I think the disappointment in the Democrats that a lot of us have is that they have been too conciliatory and made too many compromises with the right. And here we go, they trusted the right to play fair or to reciprocate that kindness with kindness, and that was ridiculous because that was never going to happen. And why you enabled those people to do that is not my fault, it's your fault. They’re then sanctimonious and say we should have voted for them harder, but it's like, maybe you should have been more serious. And Gen Z-ers are waking up to that, and I'm proud of them for that.

PR: Do you consider Ponderosa to be a political film?

RR: Yes. It's about all the political bases that reproduce in this country through family, money and business, from Dale Carnegie to whoever people are inspired by today on the internet. Those people should be made fools of in a loving way, and the most satisfying thing about the film is that George, who represents that world, is not a competent evangelist — it’s the people he’s around that are. So, you can feel for him, and you can understand how you could come to invite him to leave that world. What he wants is connection and community and that’s what we're offering. The world he’s in is rooting that out. Being around these people, he has accepted that there's an inevitability that they're in charge, and he should try on their ideas because they help to frame what he feels. But instead, he should be invited to leave.

PR: Everything breaks down to whether you are on the left or right, and if you occupy the centre, then that is thwarted with danger. Ponderosa attempts to ask us to consider these polarities and how to avoid becoming defined by them. In this sense, it’s a progressive film that’s trying to pull us back from the brink.

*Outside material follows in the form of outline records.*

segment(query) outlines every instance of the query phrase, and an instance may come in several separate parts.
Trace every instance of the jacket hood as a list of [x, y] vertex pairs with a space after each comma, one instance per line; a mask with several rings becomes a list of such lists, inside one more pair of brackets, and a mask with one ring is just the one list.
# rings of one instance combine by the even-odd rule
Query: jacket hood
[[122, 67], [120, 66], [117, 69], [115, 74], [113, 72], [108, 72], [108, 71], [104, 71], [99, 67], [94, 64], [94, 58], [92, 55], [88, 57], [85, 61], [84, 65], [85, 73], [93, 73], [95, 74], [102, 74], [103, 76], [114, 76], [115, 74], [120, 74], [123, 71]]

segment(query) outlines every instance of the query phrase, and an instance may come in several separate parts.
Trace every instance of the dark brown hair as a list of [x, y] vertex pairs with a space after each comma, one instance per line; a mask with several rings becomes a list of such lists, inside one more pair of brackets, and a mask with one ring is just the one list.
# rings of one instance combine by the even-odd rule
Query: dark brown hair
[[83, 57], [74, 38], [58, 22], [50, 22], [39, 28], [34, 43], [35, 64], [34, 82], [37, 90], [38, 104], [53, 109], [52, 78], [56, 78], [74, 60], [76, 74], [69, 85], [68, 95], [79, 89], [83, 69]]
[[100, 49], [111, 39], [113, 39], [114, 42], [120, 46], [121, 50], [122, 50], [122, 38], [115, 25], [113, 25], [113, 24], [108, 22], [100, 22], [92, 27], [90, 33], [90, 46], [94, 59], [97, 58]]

RR: Yes, and it's trying to also cast those polarities as a vision of the world from the previous generation of Democrats and Republicans. It's like, we don't respect any of you guys, and you've all now defaced the world.

The Democrats are scrambling to try to understand how young people can be motivated by what they're offering, and they're realising that the lesser of two evils kind of thinking is not sufficient. And when you hear what the philosophy of a young person is, it often no longer tracks in these simple ways where words can instantly put them in one camp or the other.

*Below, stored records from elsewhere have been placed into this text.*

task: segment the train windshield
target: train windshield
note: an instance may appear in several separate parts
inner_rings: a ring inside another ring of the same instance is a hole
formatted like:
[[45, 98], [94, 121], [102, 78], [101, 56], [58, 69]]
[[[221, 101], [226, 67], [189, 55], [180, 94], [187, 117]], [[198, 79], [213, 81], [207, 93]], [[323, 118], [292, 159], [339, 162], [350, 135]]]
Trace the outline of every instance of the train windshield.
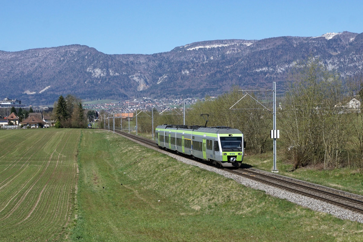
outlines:
[[242, 148], [242, 137], [237, 136], [221, 137], [221, 146], [223, 149]]

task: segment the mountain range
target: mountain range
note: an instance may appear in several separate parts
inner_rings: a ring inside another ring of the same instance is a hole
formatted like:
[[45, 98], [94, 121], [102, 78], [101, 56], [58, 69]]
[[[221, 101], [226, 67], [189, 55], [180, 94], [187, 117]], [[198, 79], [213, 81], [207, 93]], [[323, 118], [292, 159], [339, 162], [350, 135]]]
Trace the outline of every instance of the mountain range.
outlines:
[[297, 62], [318, 56], [344, 77], [361, 73], [363, 33], [196, 42], [153, 54], [106, 54], [73, 45], [0, 51], [0, 98], [53, 104], [61, 95], [84, 100], [216, 96], [236, 85], [283, 91]]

If you were to ask most people in this country, and maybe yours as well whether the system is rigged on behalf of the rich, they will say, yes. And I don't know that there's a more important thing to have in common politically than that.

PR: I myself, I’m unplugging. You speak up enough times and find your voice isn’t treated with dignity and respect, you become exhausted. And one consequence is voter apathy. What you’re talking about is this need for a reset, but as you say, society is scrambling for answers amid all these voices competing for dominance. This is troubling because history has taught us what happens in these moments.

RR: Absolutely, and like you're saying, a lot of people are bowing out, out of exhaustion. It becomes a kind of silent and eerie clamouring. We all know how much energy it takes to stay silent. We have tonnes of passion, rage and hope to funnel into a coherent outlet if we had one. But like you've said, the promise has been broken too many times, and our trust is hard to come by, and hard to reproduce.

Ponderosa premiered in the US Narrative Competition at the 2026 Tribeca Film Festival.